The past few years have a seen a growing focus on how leaders can be socially responsible. It’s a trend that’s already well-understood, but recent events involving Pepsi and United Airlines have thrown the issue back into the global spotlight.
The United Airlines example in particular proved that a leader can damage the public perception of both themselves and their company if they react in the wrong way. The issue here is that the right and wrong responses to an event aren’t defined by company process or shareholder reaction – but often by the public themselves. So, how do you put yourself and your company on the front foot and do the right thing?
Act because it’s the right thing to do
It seems like such an obvious piece of advice yet it’s so rarely followed. In many of these issues we see dragged across social media, people are acting according to rigid black and white processes when it seems clear – from the outside at least – that acting with common sense would offer a better solution for all parties involved.
Leaders set the moral compass for the organisation. The way they act informs the culture that the rest of the team follows. A senior leadership team that prioritises process over ethical decisions will lead a staff that is overly governed by procedure.
The challenge is being okay with that fact that, while certain decisions may be right for the company, the employees, the customers or the community, they may not be the best move in terms of profitability. That doesn’t matter if it’s the right thing to do.
The key to working out what the right thing to do actually is involves understanding an organisation’s purpose – we’re not just here to make money. It’s a view we’ve all heard from Simon Sinek. If you can get the “why” right, you can better understand what the right thing is by you and your employees.
When can you let common sense prevail?
Time and time again we’ve had moral and ethical issues make the news that prove business leaders and their employees have to know when a situation is in a grey area and can’t be solved just by following procedure.
For example, with the United Airlines case, the conclusion the flight staff came to didn’t make any sense. Yet somehow, by blindly following the rules, they found themselves in a situation that sparked mass outrage from the general public, leading to significant financial and reputational damage.
Following that, the leader came out and supported the employees in the statement. Sure, it’s the correct process to take when following the rules, and may well have seemed appropriate with the information he had, but it just wasn’t the right thing to do.
It’s a mindset that needs to be trained in staff, and they should feel like they have the opportunity to think through issues and not resort to ticking things off a list because they have to.
Not everything is about the bottom line
Making money is critical to the success of a for-profit company. We all accept that, but the purpose of company’s existence is so much more. Who knows what we’d get up to if every decision we made was based purely on the financial implications.

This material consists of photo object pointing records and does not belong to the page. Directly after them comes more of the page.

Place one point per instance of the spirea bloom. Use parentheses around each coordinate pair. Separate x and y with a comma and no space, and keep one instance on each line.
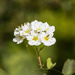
(36,33)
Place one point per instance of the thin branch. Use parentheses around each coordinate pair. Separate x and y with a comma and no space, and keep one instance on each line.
(39,57)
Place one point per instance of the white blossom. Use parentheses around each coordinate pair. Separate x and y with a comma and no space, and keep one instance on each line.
(38,26)
(33,39)
(36,33)
(47,40)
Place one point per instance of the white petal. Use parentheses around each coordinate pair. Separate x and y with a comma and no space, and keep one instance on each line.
(14,40)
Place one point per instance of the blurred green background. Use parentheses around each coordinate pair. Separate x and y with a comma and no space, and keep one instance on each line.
(21,60)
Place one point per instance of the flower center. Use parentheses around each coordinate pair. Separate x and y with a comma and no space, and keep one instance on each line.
(35,38)
(47,29)
(21,37)
(46,38)
(27,31)
(39,29)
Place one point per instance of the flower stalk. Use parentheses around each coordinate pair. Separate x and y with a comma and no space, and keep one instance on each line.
(39,57)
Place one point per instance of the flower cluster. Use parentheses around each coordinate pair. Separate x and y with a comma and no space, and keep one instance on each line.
(36,33)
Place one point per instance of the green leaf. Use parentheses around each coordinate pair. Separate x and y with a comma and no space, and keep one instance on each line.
(54,72)
(50,64)
(2,72)
(69,67)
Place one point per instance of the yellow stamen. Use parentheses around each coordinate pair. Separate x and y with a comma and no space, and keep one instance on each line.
(46,29)
(39,29)
(35,38)
(46,38)
(27,31)
(21,37)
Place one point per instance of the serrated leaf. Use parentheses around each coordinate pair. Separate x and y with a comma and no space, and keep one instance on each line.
(2,72)
(50,64)
(69,67)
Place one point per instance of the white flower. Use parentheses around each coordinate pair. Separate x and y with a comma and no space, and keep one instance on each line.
(38,26)
(36,33)
(47,39)
(19,39)
(33,39)
(25,30)
(51,29)
(46,26)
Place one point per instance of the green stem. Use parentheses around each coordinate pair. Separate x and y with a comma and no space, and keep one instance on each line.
(39,57)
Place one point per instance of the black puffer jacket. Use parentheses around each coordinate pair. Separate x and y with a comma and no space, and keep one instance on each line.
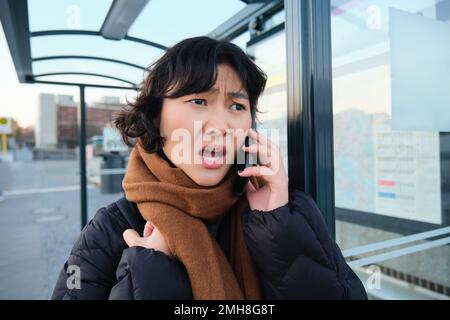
(290,245)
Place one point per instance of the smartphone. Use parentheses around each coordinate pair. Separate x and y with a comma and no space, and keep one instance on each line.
(250,160)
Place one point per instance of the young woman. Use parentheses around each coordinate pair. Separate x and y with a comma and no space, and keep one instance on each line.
(181,232)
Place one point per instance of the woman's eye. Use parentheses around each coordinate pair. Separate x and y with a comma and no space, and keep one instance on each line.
(199,102)
(237,107)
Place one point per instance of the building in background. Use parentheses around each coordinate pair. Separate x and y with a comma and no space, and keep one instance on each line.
(57,125)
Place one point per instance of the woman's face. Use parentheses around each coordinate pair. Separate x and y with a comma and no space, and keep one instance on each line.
(203,131)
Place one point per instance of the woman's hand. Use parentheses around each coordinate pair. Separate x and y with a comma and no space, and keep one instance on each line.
(151,239)
(275,193)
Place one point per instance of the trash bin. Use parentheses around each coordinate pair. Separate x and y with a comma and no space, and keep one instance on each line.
(111,174)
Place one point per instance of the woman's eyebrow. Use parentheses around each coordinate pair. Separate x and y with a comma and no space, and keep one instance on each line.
(233,94)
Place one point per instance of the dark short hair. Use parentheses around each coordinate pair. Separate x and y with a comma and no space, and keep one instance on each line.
(188,67)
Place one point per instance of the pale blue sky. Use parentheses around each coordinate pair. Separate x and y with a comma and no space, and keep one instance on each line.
(162,21)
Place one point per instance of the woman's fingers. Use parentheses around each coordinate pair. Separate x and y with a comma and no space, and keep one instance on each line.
(148,229)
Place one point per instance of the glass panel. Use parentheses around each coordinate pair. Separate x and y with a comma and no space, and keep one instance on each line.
(391,135)
(270,55)
(125,72)
(67,14)
(39,191)
(106,155)
(168,22)
(124,50)
(242,40)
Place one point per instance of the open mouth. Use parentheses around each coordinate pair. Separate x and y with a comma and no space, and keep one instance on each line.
(213,155)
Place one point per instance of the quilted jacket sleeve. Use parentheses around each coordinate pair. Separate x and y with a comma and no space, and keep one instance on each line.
(108,269)
(295,255)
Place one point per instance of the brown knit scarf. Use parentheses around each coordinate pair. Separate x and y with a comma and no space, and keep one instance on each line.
(176,205)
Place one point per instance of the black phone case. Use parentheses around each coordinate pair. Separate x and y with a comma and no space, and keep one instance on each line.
(249,161)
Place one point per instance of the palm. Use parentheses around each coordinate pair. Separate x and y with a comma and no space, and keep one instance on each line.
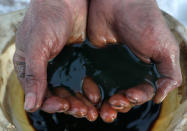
(142,28)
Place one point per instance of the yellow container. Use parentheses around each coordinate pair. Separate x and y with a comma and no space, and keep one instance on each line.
(173,116)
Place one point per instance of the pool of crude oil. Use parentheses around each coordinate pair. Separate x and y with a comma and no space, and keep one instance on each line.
(113,68)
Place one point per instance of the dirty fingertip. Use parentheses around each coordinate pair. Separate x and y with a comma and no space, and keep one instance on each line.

There needs to be balance framed around the mantra of ‘yes we need to make money, but we also need to stand for something’. The value of a strong purpose is something that always brings me back to Apple and the purpose Steve Jobs was able to instil in its workforce. By all accounts he wasn’t an easy guy to work for, but he was always able to curate and retain such a strong staff, one that shared in his vision for what the company could be.
The cases of companies getting it wrong recently are avoidable, but it’s up to leaders to set the standard and ensure employees know that not everything is black and white – sometimes you just have to do the right thing.